What I do desire is a high quality of public life in our country characterised by honour, integrity and self-giving. What I see about me are people of every age group, notably the young people, thrashing around them in search of community figures who embody virtues we ourselves aspire to.

The population drift from the countryside to the city and suburban areas which denuded the countryside of its village primary schools, the increase in car ownership, and the arrival of the supermarket, which squeezed out the village shop, have robbed us of the village headteacher and shopkeeper living among the people they served. These people, who were often generous in their assistance to the less literate and less well-off members of the community, were naturally figures respected by adults and their children.
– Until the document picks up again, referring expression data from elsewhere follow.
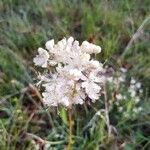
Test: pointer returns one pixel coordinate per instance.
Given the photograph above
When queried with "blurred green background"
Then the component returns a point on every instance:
(26, 25)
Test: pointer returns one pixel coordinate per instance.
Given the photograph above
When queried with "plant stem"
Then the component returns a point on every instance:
(107, 113)
(70, 142)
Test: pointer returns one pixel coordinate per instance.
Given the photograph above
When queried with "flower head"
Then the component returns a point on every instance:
(76, 75)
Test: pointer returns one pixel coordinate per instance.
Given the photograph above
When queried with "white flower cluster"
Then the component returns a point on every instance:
(75, 77)
(126, 95)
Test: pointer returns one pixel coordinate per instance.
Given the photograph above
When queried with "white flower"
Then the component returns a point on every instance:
(75, 75)
(90, 48)
(42, 58)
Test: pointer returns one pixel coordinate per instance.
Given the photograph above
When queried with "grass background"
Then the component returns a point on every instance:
(27, 25)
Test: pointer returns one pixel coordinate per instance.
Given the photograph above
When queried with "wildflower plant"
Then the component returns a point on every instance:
(70, 74)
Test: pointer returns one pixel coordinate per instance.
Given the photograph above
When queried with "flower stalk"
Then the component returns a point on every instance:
(70, 141)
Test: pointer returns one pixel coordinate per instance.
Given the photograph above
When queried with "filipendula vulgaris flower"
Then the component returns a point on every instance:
(72, 75)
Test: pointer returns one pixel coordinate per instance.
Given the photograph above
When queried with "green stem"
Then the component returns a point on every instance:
(70, 141)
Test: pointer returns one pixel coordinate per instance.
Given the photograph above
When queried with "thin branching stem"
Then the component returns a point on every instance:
(107, 112)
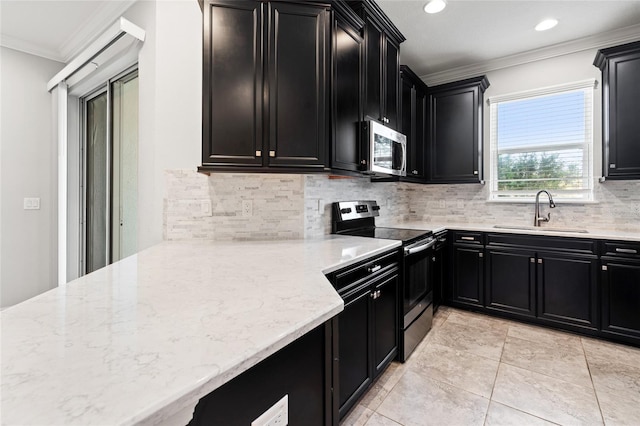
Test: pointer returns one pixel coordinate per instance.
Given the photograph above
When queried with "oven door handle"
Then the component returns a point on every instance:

Even with the coming of islandwide Rediffusion there were few nationally known figures to take precedence over such flesh and blood community elders. But radio and television and would-be kingmakers in the media have conferred a disproportionate importance on politicians, and it may be questioned to what extent these show themselves capable of rising to this immense responsibility.

I have a very high regard for Dr Jerome Walcott, who served a term as my constituency Member of Parliament. Unlike some other members of Parliament to whom I had occasion to write, he always replied to my letters and did so with courtesy and understanding even if not always with agreement.

Having myself served for seven years as a non-executive member of the 12-person board of the Mayday University National Health Service Hospital in the UK, I believe him to have been a good Minister of Health, and his decision to have a Queen Elizabeth Hospital board, although not quite along the lines of those in the UK, was a courageous one and definitely in the correct direction. Whether as an elected or appointed member of Parliament, I believe that he can continue to make a thoughtful, level-headed and effective contribution to the life of our nation.

I am sorry to see him caught up in this Maria Agard affair, an unpleasant situation seemingly not of his own making. Like him, Maria Agard in Parliament speaks clearly and to the point, without the clichés which so often betray a paucity of language and vocabulary, and a lack of grasp of the subject. He would not want to be party to the curtailing of the promising future contributions of a junior colleague.

What I would now like to see from him is a public and unequivocal statement that under no circumstances would he accept nomination as a candidate for the Christ Church West constituency while the sitting member desires to continue the work she has begun in and for that constituency. In that one swift move he would display honour and self-giving and lance a boil on the face of his party which could threaten the well-being of the nation. It could be the start of something big in the way we regard politicians.